LATN 512 [112]  READINGS IN LATIN LITERATURE OF THE AUGUSTAN AGE

Jim O'Hara    Course Home Page    Spring 2007

T-Th 12:30-1:45 PM, Murphey 118
my offices: 319 Murphey (real office, with books), 212 Murphey (chair’s office)
Phone for both: 962-7662
e-mail: jimohara -at- unc.edu (substitute @ for –at- )
my home page: http://www.unc.edu/~oharaj/
(with links to course page, links pages, for which all you need to remember is ~oharaj)
course home page: http://www.unc.edu/courses/2007spring/latn/512/001/
(look on web for supplements to syllabus)
Office hours:   ______ and by appointment or polite drop-in (but not right after class Tu)

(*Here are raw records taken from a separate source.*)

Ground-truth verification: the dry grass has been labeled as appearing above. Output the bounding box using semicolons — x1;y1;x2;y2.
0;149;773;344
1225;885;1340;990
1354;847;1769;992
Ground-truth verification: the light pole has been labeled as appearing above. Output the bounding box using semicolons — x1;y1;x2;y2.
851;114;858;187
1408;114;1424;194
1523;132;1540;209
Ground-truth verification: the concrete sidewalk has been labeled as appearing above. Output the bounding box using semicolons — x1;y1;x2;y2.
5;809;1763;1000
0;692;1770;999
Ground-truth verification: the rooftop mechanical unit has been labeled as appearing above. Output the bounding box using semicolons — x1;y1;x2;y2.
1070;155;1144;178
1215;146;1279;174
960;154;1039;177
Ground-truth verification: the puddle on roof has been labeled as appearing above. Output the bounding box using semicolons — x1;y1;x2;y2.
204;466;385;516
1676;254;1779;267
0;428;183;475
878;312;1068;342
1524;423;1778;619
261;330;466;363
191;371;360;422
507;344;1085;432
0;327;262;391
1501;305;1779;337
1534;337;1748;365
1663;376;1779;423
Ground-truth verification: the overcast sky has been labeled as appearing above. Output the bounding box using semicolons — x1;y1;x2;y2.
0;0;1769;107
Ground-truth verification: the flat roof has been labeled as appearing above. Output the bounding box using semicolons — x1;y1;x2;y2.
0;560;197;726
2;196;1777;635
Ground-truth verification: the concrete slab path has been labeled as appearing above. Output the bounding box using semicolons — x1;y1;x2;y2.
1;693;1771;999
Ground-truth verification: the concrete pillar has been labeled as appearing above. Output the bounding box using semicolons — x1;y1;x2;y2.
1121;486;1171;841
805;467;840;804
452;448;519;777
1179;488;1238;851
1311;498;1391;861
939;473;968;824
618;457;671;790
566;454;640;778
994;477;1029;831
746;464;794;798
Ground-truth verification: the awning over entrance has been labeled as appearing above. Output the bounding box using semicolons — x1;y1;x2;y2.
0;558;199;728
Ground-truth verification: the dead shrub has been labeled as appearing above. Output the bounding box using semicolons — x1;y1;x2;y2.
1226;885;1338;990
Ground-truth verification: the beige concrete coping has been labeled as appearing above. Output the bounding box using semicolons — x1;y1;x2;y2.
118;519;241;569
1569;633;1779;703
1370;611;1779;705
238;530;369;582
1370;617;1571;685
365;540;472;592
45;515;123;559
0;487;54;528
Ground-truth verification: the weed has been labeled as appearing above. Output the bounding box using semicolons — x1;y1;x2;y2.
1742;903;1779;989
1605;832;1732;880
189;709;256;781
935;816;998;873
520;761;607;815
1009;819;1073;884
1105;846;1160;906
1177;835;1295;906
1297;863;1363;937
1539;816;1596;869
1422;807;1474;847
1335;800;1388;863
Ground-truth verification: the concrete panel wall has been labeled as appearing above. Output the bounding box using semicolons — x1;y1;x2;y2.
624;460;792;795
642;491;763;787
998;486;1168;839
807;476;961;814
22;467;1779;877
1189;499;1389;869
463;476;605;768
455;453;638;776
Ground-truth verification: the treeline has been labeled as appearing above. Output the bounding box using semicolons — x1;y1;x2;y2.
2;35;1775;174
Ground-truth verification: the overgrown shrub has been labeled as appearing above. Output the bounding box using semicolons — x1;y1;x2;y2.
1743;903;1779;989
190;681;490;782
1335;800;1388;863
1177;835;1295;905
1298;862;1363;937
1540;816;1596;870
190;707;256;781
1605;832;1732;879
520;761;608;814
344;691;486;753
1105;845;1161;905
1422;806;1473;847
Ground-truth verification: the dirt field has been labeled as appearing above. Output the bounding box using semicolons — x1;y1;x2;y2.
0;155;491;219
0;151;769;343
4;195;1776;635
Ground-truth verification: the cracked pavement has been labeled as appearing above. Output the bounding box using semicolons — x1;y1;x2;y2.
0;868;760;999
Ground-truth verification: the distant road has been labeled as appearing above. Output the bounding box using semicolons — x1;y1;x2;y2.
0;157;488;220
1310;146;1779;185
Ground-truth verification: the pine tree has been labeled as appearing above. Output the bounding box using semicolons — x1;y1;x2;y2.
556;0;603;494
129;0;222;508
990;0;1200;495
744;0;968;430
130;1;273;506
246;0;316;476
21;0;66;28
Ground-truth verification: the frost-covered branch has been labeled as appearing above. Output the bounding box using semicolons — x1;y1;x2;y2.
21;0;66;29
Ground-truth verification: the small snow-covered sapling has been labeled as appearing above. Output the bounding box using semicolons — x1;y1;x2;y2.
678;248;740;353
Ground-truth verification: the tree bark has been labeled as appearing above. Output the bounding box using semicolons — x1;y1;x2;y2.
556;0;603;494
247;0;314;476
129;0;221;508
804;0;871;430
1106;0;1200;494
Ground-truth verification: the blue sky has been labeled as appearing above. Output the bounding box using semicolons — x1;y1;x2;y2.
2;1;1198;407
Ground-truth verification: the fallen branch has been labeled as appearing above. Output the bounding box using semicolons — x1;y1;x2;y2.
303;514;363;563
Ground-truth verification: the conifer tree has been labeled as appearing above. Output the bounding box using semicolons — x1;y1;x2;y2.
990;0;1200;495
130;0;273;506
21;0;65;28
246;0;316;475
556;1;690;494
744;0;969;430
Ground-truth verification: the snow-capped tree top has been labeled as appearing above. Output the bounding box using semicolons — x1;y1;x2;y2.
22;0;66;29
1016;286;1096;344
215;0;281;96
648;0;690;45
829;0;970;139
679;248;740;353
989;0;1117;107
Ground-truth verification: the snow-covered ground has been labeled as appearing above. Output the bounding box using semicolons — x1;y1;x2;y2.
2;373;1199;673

                                                                                       SyllabusLinks.   Reports  Bibliography

Course Description:
An introduction to the literature of the period from the assassination of Caesar to the death of Augustus, and to the historical and social events that lie behind the literature.  Selected readings from Augustus’ Res Gestae, Horace’ Odes; Vergil's Eclogues, Georgics, and Aeneid, the early books of Livy, and Ovid’s Metamorphoses, as well as other shorter texts (perhaps Gallus, Sulpicia, or other works of Horace).

Books:
Res Gestae Divi Augusti, ed Brunt and Moore (Oxford)
Livy: Book I, ed. by J. L. Whiteley, Duckworth
Virgil Opera, ed. Roger Mynors (OCT)
Ovid Metamorphoses, ed. R. J. Tarrant (OCT)
Horace: Epodes and Odes (Oklahoma), ed. by Garrison
optional:
Livy Ab Urbe Condita Books I-V, ed. R. Ogilvie (OCT)
Commentaries on all authors will be put on reserve in the Classics Library

Requirements/Procedures:
Regular class attendance, extensive translation in class, "take-home" closed-book e-mail quizzes after every author (except that those other than Classics Ph.D. students will take an exam Feb. 20).  Regular modest secondary readings.  Brief class reports on authors or works not read in Latin followed by small expository (not argumentative or original) writing assignment: type up 4-5 page version of your class reports to distribute (after revisions) to the class.  Cumulative final exam: translation and questions about passages.
 
Some simple help on the hexameter: basic rules (actually this is a Vergil handout), and practical rules for scansion.